In this course, we will do a little bit of reversing, debugging and compiling.
Reversing, short for reverse engineering, is the process of reading machine language instructions and making sense out of it. This process usually involve the usage of a disassembler, a tool that converts machine instructions to their corresponding assembly representation. Here, we will use the built-in command-line disassembler/debugger GDB (see below). Many disassemblers are much better than GDB, such as IDA, however, for what we need from it in the exercises, GDB will be sufficient.
In the context of this course, debugging means analysing the binary application while it is running thanks to a debugger. A debugger allows you to set breakpoints in the debugged running application. A breakpoint can be set on one or several instructions. Once the instruction with the breakpoint is reached and is about to be executed by the CPU, the application will pause the program. While being paused, the analyst can read and edit instructions, the memory and registers (see more about registers in chapter memory). In this course, we will use (again) GDB.
Compiling is the process of transforming computer code written in one programming language (the source language) into another programming language (the target language). Usually, once translated, the instructions are embeded in a ELF file (or PE file on Windows) to build a binary application thanks to the linker. However, for the sake of brievety, we will use the word compilling for the compilation and the linker. The compiler (and linker) used in this course is GCC.
For this course, we decided to use the standard Ubuntu 32-bit Desktop distribution. We could have found a much lighter Operating System (OS) which would have been sufficient for what we need, however, we thought this would be easier to install configure and maintain. Furthermore, Ubuntu is free and widely used, so there is a high chance you already encountered and used it, so you should feel already comfortable with it.
As mentioned in the introduction, this course cover 32-bit only. Although it is possible to compile, run and debug x386 applications on 64-bit operating systems, using a 32-bit OS will reduce the dependencies and environment complexity.
Ubuntu is not available in 32-bit since 18.04, so we need to install the 16.04 version instead.
Download Ubuntu 16.04.5 Desktop 32-bit (ISO)

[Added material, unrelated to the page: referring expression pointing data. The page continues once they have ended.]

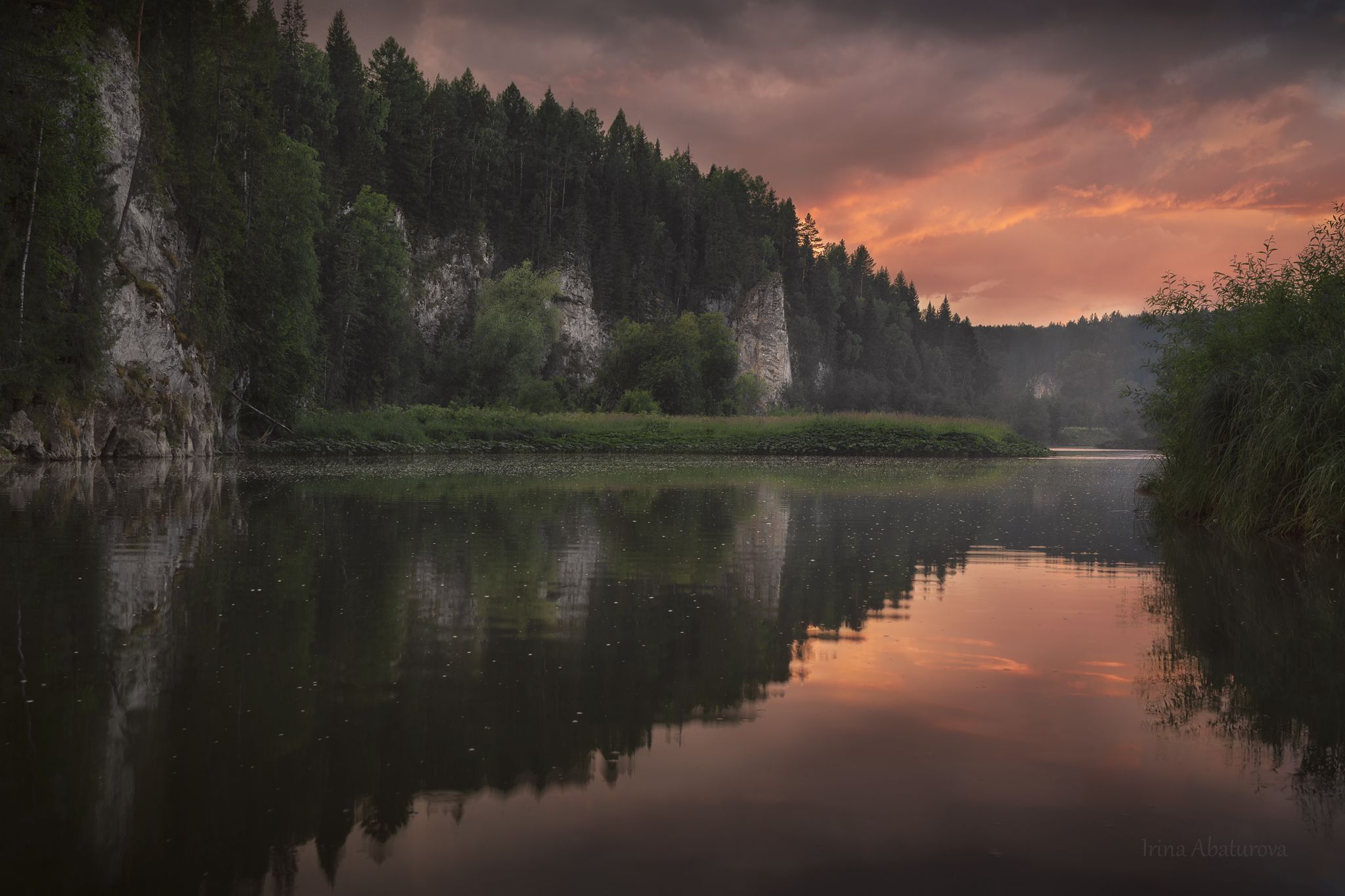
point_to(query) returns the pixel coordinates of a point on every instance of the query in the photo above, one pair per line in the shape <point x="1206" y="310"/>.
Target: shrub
<point x="688" y="364"/>
<point x="539" y="396"/>
<point x="748" y="391"/>
<point x="1250" y="393"/>
<point x="638" y="402"/>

You can either run Linux natively on your hardware or in a virtual environment. If you have Linux already installed on your computer, you can skip this part.

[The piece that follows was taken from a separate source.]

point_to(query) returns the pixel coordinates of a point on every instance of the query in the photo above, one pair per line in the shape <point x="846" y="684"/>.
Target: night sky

In order to keep this course free, we recommend using VirtualBox as your virtual environment. Once the ISO downloaded and VirtualBox installed, you can follow this tutorial. The given specs are sufficient, i.e.:
- 1024 Mb RAM
- 10 Gb Hard disk (VDI - Dynamically allocated)
{% hint style="info" %} During the Ubuntu installation, make sure you select the right keyboard (useDetect keyboard layout”). For the rest, you can choose whatever name, username, password, and language. {% endhint %}
Once the VM deployed, you can remove all links from the launcher (left panel) and add “Terminal”. This will be the only tool you will need for this course. Now that you have your VM ready, the first thing to do is to update your Linux. For this, type the following command in your Terminal:
sudo apt-get update
sudo apt-get upgrade
sudo apt-get install virtualbox-guest-additions-iso
Now, let’s install the VirtualBox Guest Addition. This will allow you to copy/paste from the host to the VM, which will come handy to copy the source code for instance. For this, you simply need to go in the VirtualBox menu “Devices” and select “Install Guest Additions CD image…”. Then, you just need to follow the instructions. At the end of the process, go in the VirtualBox menu “Machine” and select “Settings…”. In the tab “General” > “Advanced”, set the “Shared Clipboard” value to “Bidirectional”. You now should be able to copy/paste from the VM to your host and vice-versa.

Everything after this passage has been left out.